The CIM model is described by UML class and package diagrams. These diagrams allow a general vision of the system, indicating what type of elements compose it and how they are related to each other, normalizing the way in which the data must be transmitted, re-transmitted and managed.
The previous figure shows the UML diagram representing the packages that were included in the first versions of IEC 61970-301. The packages that appear are briefly described below:
- The Wires package contains the classes that represent the physical equipment that can be part of an electrical power system. An example of a class included in this package is Breaker, which represents switches.
- The Topology package provides the necessary classes to be able to describe the connections between computers. Thus, it defines, among others, the ConnectivityNode class.
- The core package Core includes a number of classes, such as IdentifiedObject, that will be parents (superclasses) of most of the other classes in the model.
- Generation includes the necessary classes to represent the information regarding the generation of electrical energy, such as: GeneratingUnitHydroTurbine.

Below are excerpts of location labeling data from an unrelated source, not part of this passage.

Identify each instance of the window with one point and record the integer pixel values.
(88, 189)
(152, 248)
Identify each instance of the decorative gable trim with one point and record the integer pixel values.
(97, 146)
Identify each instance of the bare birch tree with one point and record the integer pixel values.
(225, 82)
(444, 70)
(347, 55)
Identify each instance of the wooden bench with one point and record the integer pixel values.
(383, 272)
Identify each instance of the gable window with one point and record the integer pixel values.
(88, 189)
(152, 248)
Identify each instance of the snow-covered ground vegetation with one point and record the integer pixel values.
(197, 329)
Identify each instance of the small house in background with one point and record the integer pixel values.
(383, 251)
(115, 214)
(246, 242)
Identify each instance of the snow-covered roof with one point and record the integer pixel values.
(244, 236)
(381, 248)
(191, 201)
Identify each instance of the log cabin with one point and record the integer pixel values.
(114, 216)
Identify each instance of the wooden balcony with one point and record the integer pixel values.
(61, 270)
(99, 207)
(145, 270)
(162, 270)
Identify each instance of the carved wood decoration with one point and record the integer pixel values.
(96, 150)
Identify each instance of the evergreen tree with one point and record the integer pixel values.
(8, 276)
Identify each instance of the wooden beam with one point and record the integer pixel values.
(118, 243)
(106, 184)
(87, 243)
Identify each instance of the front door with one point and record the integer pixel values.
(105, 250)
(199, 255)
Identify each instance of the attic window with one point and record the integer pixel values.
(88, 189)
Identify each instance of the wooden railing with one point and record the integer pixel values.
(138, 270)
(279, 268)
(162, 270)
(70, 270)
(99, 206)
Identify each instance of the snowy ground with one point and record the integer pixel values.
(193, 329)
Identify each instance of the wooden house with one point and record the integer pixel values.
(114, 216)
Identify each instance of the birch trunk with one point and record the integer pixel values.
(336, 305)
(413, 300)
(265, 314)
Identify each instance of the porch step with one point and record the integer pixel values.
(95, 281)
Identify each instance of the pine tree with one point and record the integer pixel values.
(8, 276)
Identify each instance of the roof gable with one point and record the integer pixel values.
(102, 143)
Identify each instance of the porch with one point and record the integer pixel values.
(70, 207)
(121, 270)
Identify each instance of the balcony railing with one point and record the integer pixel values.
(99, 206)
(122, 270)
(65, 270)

- Meas comprises almost all the classes related to the representation of measurements in electrical systems such as Measurement and MeasurementType.
- LoadModel includes the necessary classes to describe everything related to the consumption of electrical energy. It contains, among others, the EnergyConsumer class, which allows all types of electrical energy consumers to be represented.

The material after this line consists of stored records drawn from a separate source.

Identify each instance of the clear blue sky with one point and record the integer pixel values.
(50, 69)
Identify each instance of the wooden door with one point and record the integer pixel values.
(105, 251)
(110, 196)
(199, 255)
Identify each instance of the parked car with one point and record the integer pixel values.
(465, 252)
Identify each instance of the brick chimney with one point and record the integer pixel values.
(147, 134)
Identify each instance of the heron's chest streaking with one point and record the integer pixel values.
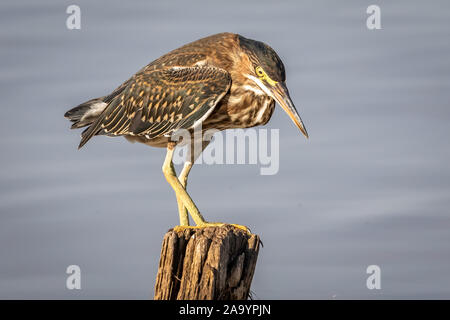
(245, 106)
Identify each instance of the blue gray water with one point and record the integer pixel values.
(371, 185)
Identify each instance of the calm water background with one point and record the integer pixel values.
(371, 186)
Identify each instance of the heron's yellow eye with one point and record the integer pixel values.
(263, 76)
(260, 72)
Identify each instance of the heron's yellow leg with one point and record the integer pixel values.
(180, 192)
(183, 198)
(184, 216)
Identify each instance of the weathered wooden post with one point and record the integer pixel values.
(213, 263)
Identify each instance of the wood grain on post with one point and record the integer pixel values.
(213, 263)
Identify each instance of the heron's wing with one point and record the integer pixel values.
(158, 102)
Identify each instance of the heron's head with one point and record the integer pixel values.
(267, 72)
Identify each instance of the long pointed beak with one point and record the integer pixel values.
(281, 95)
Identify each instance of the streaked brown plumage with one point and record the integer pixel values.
(223, 81)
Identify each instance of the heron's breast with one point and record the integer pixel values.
(241, 110)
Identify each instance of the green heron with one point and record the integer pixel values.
(223, 81)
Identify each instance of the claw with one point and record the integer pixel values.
(212, 224)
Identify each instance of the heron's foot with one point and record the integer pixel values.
(211, 224)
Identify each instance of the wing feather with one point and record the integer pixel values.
(157, 102)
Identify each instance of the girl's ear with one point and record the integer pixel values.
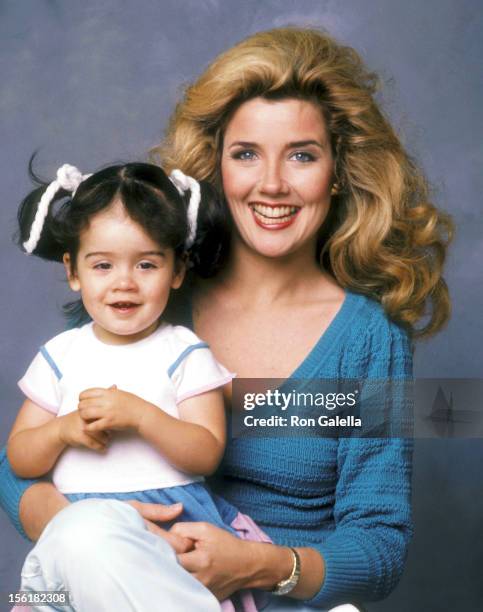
(178, 272)
(72, 278)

- Outage allows describing the planning programs for the operation and maintenance of electrical power systems for the prevention and action against blackouts. It includes, among others, the OutageSchedule class, which allows to describe information about the scheduled periods in which a given device is out of service.
- Protection provides the necessary classes to represent protection equipment (ProtectionEquipment class) and automatic close sequences (RecloseSequence class).

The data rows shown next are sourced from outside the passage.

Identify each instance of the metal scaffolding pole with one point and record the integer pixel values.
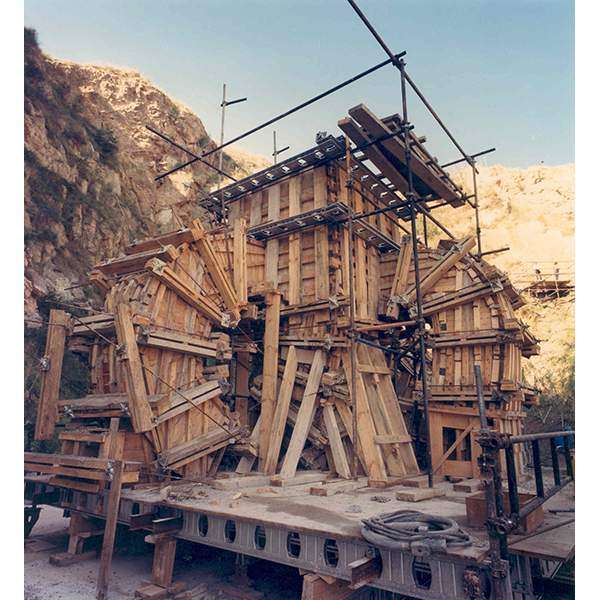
(476, 208)
(353, 361)
(415, 249)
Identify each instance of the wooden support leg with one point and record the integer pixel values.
(164, 559)
(47, 413)
(315, 588)
(110, 529)
(80, 529)
(139, 407)
(270, 363)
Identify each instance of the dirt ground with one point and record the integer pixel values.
(210, 571)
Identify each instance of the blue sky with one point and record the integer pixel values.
(499, 72)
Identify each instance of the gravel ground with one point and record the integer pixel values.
(197, 566)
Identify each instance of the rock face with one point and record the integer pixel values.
(90, 165)
(533, 212)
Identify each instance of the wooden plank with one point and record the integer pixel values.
(400, 277)
(175, 238)
(294, 258)
(353, 131)
(47, 411)
(170, 279)
(240, 266)
(453, 447)
(321, 235)
(340, 460)
(205, 246)
(444, 264)
(163, 561)
(306, 414)
(136, 262)
(139, 407)
(281, 411)
(272, 249)
(396, 148)
(270, 362)
(110, 529)
(372, 457)
(316, 588)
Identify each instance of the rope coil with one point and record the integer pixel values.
(412, 530)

- SCADA includes, among others, the RemoteUnit class, which represents the electronic devices located in the electrical installation and which exchange information with the SCADA application located in the management system. It also allows you to describe the communication links with these remote units using the CommunicationLink class.
- Domain is the package that includes the definitions of all the data types that map to the attribute values described in the rest of the model: from primitive types like Float, to types like Temperature.
Nowadays, the CIM model is broader. Thus, in the IEC 61968-11 standard (for DMS systems), new packages are added to the original model. For example, the Assets package contains the information necessary to carry out asset management in an electrical power system. On the other hand, Consumers defines the classes that allow certain information about consumers to be described in greater detail, while Work covers all the information about any type of work in an electrical installation.
As the standard has been developed, different formats have been defined for the exchange of large amounts of information, such as CIM/XML or CIM/RDF.
CIM and JSON
As there are more and more teams collecting data, and those improve resolution, the amount of data generated increases, so it becomes an additional challenge for interoperability between applications to have to handle large volumes of data. For example, in the case of PMU (Phasor Measurement Units) meters, the sampling rate is 30 times per second, which increases the amount of information to be exchanged.